RUTHERFORD COUNTY, Tenn. (WKRN) — Three years after a child with special needs was dragged down the hallway of Walter Hill Elementary School in Rutherford County, Tennessee, sheriff’s officials have released surveillance footage of the incident.
In late May, the Rutherford County School Board voted 4-2 to terminate principal Helen Campbell, citing unprofessional conduct and neglect of duty.
Surveillance video allegedly shows Campbell and teacher Bonnie Marlar with a non-compliant student in the office. That leads to the two dragging the child by the feet down a hallway of nearly 600 feet to a separate room for isolation.
“Mrs.
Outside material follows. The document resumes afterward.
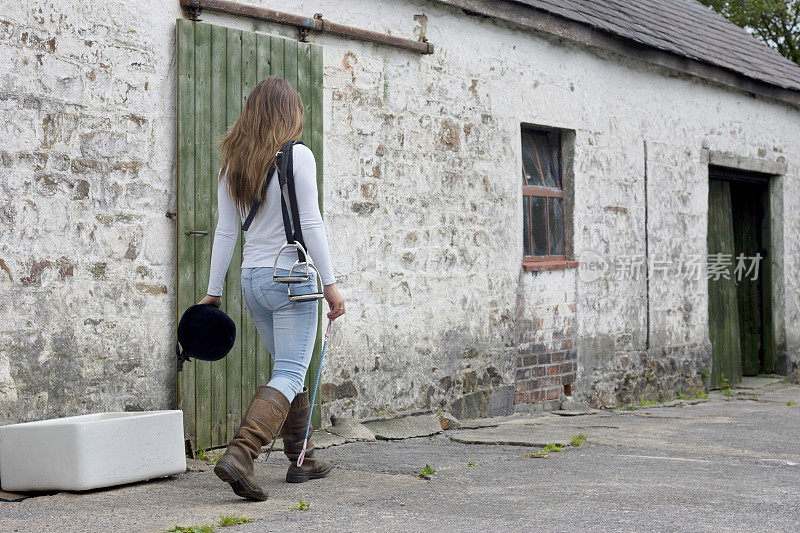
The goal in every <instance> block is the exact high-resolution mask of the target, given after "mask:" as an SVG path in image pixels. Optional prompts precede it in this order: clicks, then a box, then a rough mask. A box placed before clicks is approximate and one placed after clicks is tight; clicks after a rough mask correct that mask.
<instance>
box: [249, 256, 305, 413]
mask: <svg viewBox="0 0 800 533" xmlns="http://www.w3.org/2000/svg"><path fill="white" fill-rule="evenodd" d="M288 273H289V271H288V270H286V269H284V268H279V269H278V274H279V275H284V276H285V275H287V274H288ZM286 287H287V285H286V283H280V282H275V281H273V280H272V268H270V267H254V268H243V269H242V293H243V295H244V303H245V305H246V306H247V310H248V311H249V312H250V316H251V317H252V319H253V322H254V323H255V325H256V329H258V334H259V335H260V336H261V340H262V341H263V342H264V345H265V346H266V347H267V350H269V353H271V354H272V357H273V359H274V361H275V365H274V367H273V369H272V377H271V379H270V381H269V383H268V384H267V385H269V386H270V387H274V388H276V389H278V390H279V391H281V392H282V393H283V395H284V396H286V398H287V399H288V400H289V401H290V402H291V401H292V400H293V399H294V397H295V396H296V395H297V394H298V393H299V392H302V390H303V387H304V383H303V382H304V380H305V377H306V372H307V371H308V365H309V363H310V362H311V355H312V352H313V351H314V342H315V341H316V339H317V311H318V306H319V304H318V302H317V301H316V300H312V301H309V302H292V301H290V300H289V296H288V294H287V293H286ZM316 290H317V276H316V273H315V272H314V271H312V272H311V279H310V280H309V281H304V282H302V283H293V284H292V294H308V293H311V292H316Z"/></svg>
Campbell was an educator forced to make a decision with a student who was in a situation where the behavioral history indicated that a problem was coming, unfortunately, instead of meeting with Mrs. Campbell and trying to learn why she relocated the student, what our Director of Schools did is look at a video, call police and have her arrested,” said Scott Kimberly, Campbell’s lawyer.
It’s important to note the Rutherford County Board of Education policy states that a child may be restrained or relocated to another location when such relocation is necessary for the safety of the student or others. Even so, board director Bill Spurlock said Campbell failed to report the restraint and isolation of the student and allegedly attempted to tamper with and or destroy security camera footage from the school system.
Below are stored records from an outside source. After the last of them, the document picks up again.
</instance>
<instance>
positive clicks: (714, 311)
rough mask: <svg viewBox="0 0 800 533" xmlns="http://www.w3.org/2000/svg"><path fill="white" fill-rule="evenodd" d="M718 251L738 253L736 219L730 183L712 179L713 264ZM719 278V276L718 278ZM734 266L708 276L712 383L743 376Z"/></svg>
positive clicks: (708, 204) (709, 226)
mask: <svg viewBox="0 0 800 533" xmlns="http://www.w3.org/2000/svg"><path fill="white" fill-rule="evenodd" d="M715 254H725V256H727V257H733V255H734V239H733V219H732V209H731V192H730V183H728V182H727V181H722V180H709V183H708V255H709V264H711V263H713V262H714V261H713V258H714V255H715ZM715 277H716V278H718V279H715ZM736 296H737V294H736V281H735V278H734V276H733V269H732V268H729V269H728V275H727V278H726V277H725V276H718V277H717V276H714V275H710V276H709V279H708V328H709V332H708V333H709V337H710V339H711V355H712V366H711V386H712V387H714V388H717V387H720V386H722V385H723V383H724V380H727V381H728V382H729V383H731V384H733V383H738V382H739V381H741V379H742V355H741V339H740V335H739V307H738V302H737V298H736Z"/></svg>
According to the sheriff’s office, video surveillance shows Campbell going into the library where the video server is stored. Other images shared with Nexstar’s WKRN show portions of video that are distorted and deleted.
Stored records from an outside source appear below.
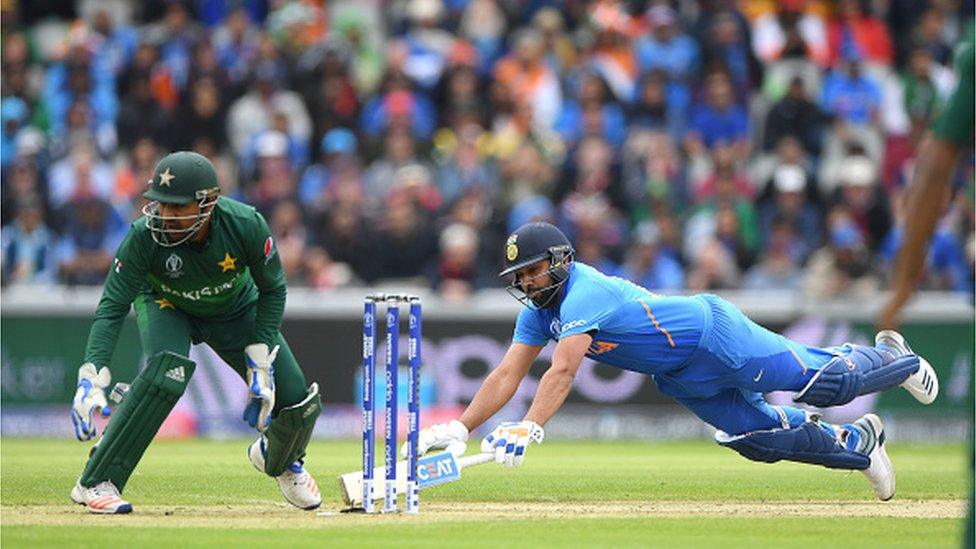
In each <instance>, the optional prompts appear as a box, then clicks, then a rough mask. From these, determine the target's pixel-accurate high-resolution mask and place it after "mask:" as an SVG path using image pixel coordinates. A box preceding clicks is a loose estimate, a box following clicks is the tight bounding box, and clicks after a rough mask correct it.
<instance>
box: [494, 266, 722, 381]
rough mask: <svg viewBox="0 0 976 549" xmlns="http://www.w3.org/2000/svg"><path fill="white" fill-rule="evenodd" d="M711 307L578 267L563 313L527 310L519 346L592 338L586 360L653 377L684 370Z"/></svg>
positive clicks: (709, 318) (573, 268)
mask: <svg viewBox="0 0 976 549" xmlns="http://www.w3.org/2000/svg"><path fill="white" fill-rule="evenodd" d="M707 309H708V304H707V303H706V302H705V301H703V300H702V299H699V298H697V297H683V296H662V295H658V294H655V293H652V292H650V291H648V290H646V289H644V288H642V287H640V286H638V285H636V284H634V283H632V282H630V281H627V280H624V279H622V278H618V277H613V276H606V275H604V274H603V273H601V272H599V271H597V270H596V269H594V268H593V267H590V266H589V265H586V264H584V263H579V262H573V263H571V264H570V267H569V279H568V280H567V281H566V283H565V284H564V285H563V288H562V301H561V303H560V305H559V307H558V308H545V309H537V308H525V309H523V310H522V311H521V312H520V313H519V316H518V320H517V321H516V323H515V335H514V336H513V338H512V339H513V341H514V342H515V343H525V344H528V345H545V344H546V343H548V342H549V340H556V341H558V340H559V339H560V338H563V337H568V336H572V335H576V334H582V333H590V335H592V336H593V342H592V344H591V345H590V348H589V350H588V351H587V353H586V356H588V357H590V358H592V359H593V360H596V361H598V362H602V363H604V364H607V365H609V366H614V367H617V368H623V369H625V370H632V371H635V372H640V373H643V374H647V375H654V374H661V373H666V372H669V371H672V370H675V369H677V368H679V367H680V366H682V365H683V364H684V363H685V362H686V361H687V360H688V359H689V358H690V357H691V355H692V353H693V352H695V350H696V349H697V348H698V345H699V343H700V342H701V341H702V334H703V333H704V332H705V331H706V329H707V327H708V324H709V323H710V319H711V316H710V314H709V312H708V310H707Z"/></svg>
“The reason this has what I would consider evidentiary inconsistencies is that the state managed to recover all the videos Mrs. Campbell managed to allegedly delete of this incident, stepping aside from the fact that Mrs. Campbell does not have the technological capacity to access the server or delete these things,” Kimberly said.
All of this has led to a lost job and criminal charges including misdemeanor child abuse and tampering with evidence.
“To understand how this criminal case started, Mrs. Campbell was arrested and charged with the misdemeanor charge of child abuse. We had a preliminary hearing through which the state offered evidence through their lead detective and in that hearing the state failed to introduce a single piece of evidence related to this child suffering any injury of any kind from this incident,” Kimberly said.
The original charges were ultimately dropped, but Campbell would later be indicted by a grand jury on the same charges. She accepted a plea agreement, though she maintains her innocence.
The plea also ensures she will have no long-term criminal record.
The next step is an administrative hearing before an administrative law judge. If Campbell doesn’t like that decision she can, and according to her lawyer, will appeal.
For now, she remains suspended from employment.